Wasser galt in Malaysia einst als quasi unerschöpfliche Ressource. Als das Land in den 1960er Jahren unabhängig wurde, waren Phänomene wie der Klimawandel noch völlig unbekannt. Außerdem lag die Bevölkerungszahl nur bei einem Drittel des heutigen Werts. 1962 wurde daher ein Vertrag mit dem benachbarten Singapur geschlossen. Seitdem versorgt Malaysia den kleinen Stadtstaat mit Wasser. Gültig ist diese Vereinbarung noch bis in das Jahr 2061. Inzwischen dürfte der große Nachbar über den Vertrag allerdings alles andere als glücklich sein. Denn dort wurde ein Preis von 0,03 Ringgit pro 1000 Gallonen vereinbart. Als Wasser noch im Überfluss vorhanden war, schien dies eine faire Bezahlung zu sein. Inzwischen handelt es sich aber um eine Art Mega-Schnäppchen.


Singapur ist eigentlich viel reicher als Malaysia

Für Malaysia ist die Situation aktuell zudem gleich doppelt bitter. Denn die eigenen Wasservorräte sinken seit dem Jahr 2014 kontinuierlich und erreichen immer neue Tiefststände. In Zeiten der Dürre muss das Land daher dann selbst wieder Wasser importieren. Teilweise wird deshalb auch das zuvor an Singapur gelieferte Wasser zurückgekauft – und zwar für das Zwanzigfache des Ursprungspreises. Zwar handelt es sich um sauberes Trinkwasser, dass in dem Stadtstaat aufbereitet wurde. Dennoch ist die Gewinnspanne für Singapur beträchtlich. In Malaysia wiederum sorgt dies für Unmut. Zumal Singapur auf diese Art der Subvention gar nicht angewiesen wäre: Die Wirtschaftsleistung pro Kopf liegt in dem Stadtstaat rund dreimal so hoch wie beim großen Nachbarn.

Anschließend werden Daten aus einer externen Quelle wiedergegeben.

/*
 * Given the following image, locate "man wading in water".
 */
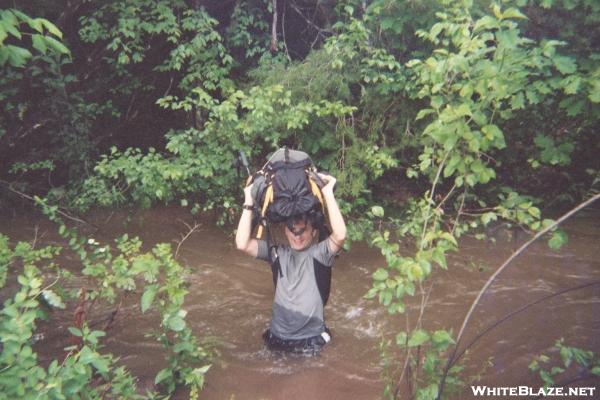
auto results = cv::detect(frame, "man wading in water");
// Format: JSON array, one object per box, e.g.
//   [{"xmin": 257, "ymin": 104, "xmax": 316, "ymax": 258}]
[{"xmin": 235, "ymin": 173, "xmax": 346, "ymax": 353}]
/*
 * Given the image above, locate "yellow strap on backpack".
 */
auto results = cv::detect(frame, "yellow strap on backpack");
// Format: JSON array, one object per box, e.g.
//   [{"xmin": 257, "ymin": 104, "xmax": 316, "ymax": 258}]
[
  {"xmin": 309, "ymin": 177, "xmax": 325, "ymax": 214},
  {"xmin": 256, "ymin": 185, "xmax": 274, "ymax": 239}
]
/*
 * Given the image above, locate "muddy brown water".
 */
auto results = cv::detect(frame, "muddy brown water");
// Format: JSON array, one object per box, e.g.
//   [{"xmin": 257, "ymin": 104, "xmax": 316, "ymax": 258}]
[{"xmin": 2, "ymin": 206, "xmax": 599, "ymax": 399}]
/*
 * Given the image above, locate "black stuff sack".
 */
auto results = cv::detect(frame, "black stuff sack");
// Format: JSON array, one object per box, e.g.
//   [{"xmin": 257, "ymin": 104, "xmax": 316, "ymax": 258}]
[{"xmin": 250, "ymin": 148, "xmax": 324, "ymax": 230}]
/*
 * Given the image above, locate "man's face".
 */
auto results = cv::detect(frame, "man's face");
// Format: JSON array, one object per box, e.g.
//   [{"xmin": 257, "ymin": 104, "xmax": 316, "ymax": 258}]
[{"xmin": 284, "ymin": 217, "xmax": 316, "ymax": 251}]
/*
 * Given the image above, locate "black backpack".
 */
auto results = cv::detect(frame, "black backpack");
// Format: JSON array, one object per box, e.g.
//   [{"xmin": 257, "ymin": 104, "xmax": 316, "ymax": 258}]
[{"xmin": 250, "ymin": 148, "xmax": 325, "ymax": 238}]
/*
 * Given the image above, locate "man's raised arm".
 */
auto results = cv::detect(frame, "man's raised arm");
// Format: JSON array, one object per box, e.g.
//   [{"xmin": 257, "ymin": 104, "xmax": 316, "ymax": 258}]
[
  {"xmin": 318, "ymin": 173, "xmax": 347, "ymax": 254},
  {"xmin": 235, "ymin": 183, "xmax": 259, "ymax": 257}
]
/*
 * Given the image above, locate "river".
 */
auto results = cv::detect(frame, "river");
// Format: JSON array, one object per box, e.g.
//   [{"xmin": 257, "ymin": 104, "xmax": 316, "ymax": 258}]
[{"xmin": 2, "ymin": 205, "xmax": 599, "ymax": 399}]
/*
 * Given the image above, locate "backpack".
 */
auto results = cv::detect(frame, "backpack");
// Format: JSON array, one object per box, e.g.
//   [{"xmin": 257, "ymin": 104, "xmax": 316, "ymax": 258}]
[{"xmin": 249, "ymin": 147, "xmax": 325, "ymax": 239}]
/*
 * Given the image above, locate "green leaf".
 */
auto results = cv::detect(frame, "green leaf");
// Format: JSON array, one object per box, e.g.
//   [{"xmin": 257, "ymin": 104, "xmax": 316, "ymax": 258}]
[
  {"xmin": 42, "ymin": 289, "xmax": 65, "ymax": 309},
  {"xmin": 408, "ymin": 263, "xmax": 423, "ymax": 280},
  {"xmin": 502, "ymin": 8, "xmax": 527, "ymax": 20},
  {"xmin": 496, "ymin": 29, "xmax": 518, "ymax": 49},
  {"xmin": 194, "ymin": 364, "xmax": 211, "ymax": 375},
  {"xmin": 553, "ymin": 56, "xmax": 577, "ymax": 74},
  {"xmin": 155, "ymin": 368, "xmax": 173, "ymax": 385},
  {"xmin": 92, "ymin": 357, "xmax": 109, "ymax": 374},
  {"xmin": 141, "ymin": 284, "xmax": 158, "ymax": 313},
  {"xmin": 511, "ymin": 92, "xmax": 525, "ymax": 109},
  {"xmin": 78, "ymin": 345, "xmax": 95, "ymax": 364},
  {"xmin": 167, "ymin": 316, "xmax": 186, "ymax": 331},
  {"xmin": 443, "ymin": 154, "xmax": 461, "ymax": 178},
  {"xmin": 491, "ymin": 3, "xmax": 503, "ymax": 19},
  {"xmin": 588, "ymin": 79, "xmax": 600, "ymax": 102},
  {"xmin": 455, "ymin": 103, "xmax": 471, "ymax": 117},
  {"xmin": 540, "ymin": 370, "xmax": 554, "ymax": 386},
  {"xmin": 550, "ymin": 366, "xmax": 565, "ymax": 375},
  {"xmin": 482, "ymin": 124, "xmax": 503, "ymax": 144},
  {"xmin": 430, "ymin": 96, "xmax": 444, "ymax": 109},
  {"xmin": 0, "ymin": 26, "xmax": 7, "ymax": 45},
  {"xmin": 481, "ymin": 212, "xmax": 497, "ymax": 226},
  {"xmin": 371, "ymin": 205, "xmax": 384, "ymax": 218},
  {"xmin": 396, "ymin": 331, "xmax": 407, "ymax": 346},
  {"xmin": 41, "ymin": 19, "xmax": 63, "ymax": 38},
  {"xmin": 373, "ymin": 268, "xmax": 389, "ymax": 281},
  {"xmin": 68, "ymin": 327, "xmax": 82, "ymax": 337},
  {"xmin": 2, "ymin": 17, "xmax": 21, "ymax": 39},
  {"xmin": 44, "ymin": 35, "xmax": 70, "ymax": 55},
  {"xmin": 528, "ymin": 207, "xmax": 541, "ymax": 219},
  {"xmin": 9, "ymin": 9, "xmax": 31, "ymax": 25},
  {"xmin": 407, "ymin": 329, "xmax": 430, "ymax": 347},
  {"xmin": 380, "ymin": 290, "xmax": 392, "ymax": 306},
  {"xmin": 416, "ymin": 383, "xmax": 438, "ymax": 400},
  {"xmin": 416, "ymin": 108, "xmax": 434, "ymax": 120},
  {"xmin": 429, "ymin": 23, "xmax": 443, "ymax": 41},
  {"xmin": 27, "ymin": 18, "xmax": 43, "ymax": 33},
  {"xmin": 31, "ymin": 34, "xmax": 47, "ymax": 54},
  {"xmin": 29, "ymin": 277, "xmax": 42, "ymax": 289},
  {"xmin": 548, "ymin": 230, "xmax": 568, "ymax": 250},
  {"xmin": 440, "ymin": 232, "xmax": 458, "ymax": 247},
  {"xmin": 529, "ymin": 360, "xmax": 539, "ymax": 371},
  {"xmin": 6, "ymin": 45, "xmax": 32, "ymax": 67},
  {"xmin": 474, "ymin": 16, "xmax": 499, "ymax": 32},
  {"xmin": 561, "ymin": 75, "xmax": 581, "ymax": 94},
  {"xmin": 89, "ymin": 330, "xmax": 106, "ymax": 341},
  {"xmin": 526, "ymin": 89, "xmax": 540, "ymax": 104},
  {"xmin": 431, "ymin": 330, "xmax": 455, "ymax": 347},
  {"xmin": 432, "ymin": 248, "xmax": 447, "ymax": 269},
  {"xmin": 465, "ymin": 174, "xmax": 477, "ymax": 187},
  {"xmin": 173, "ymin": 341, "xmax": 194, "ymax": 353}
]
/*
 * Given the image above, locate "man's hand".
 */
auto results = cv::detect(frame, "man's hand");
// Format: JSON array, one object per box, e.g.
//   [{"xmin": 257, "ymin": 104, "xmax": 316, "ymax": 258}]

Singapur will unabhängig von Wasserimporten werden

Inzwischen haben die beiden Länder daher zumindest vereinbart, den Vertrag noch einmal genauer unter die Lupe zu nehmen und möglicherweise anzupassen. Das grundlegende Problem in der Region wird aber auch dadurch nicht gelöst: Es gibt schlicht zu wenig Wasser für zu viele Menschen. In Singapur hat man daher bereits reagiert und setzt vor allem auf drei Maßnahmen zur Wassergewinnung. Zum einen werden Entsalzungsanlagen gebaut, um das Meerwasser nutzen zu können. Außerdem wird ein Teil des Abwassers inzwischen wieder aufbereitet. Und schließlich sollen riesige Rückhaltebecken möglichst viel Regenwasser auffangen. Das große Ziel der kleinen Nation: Wenn Malaysia ab dem Jahr 2061 kein Wasser mehr liefern muss, soll sich Singapur selbst versorgen können.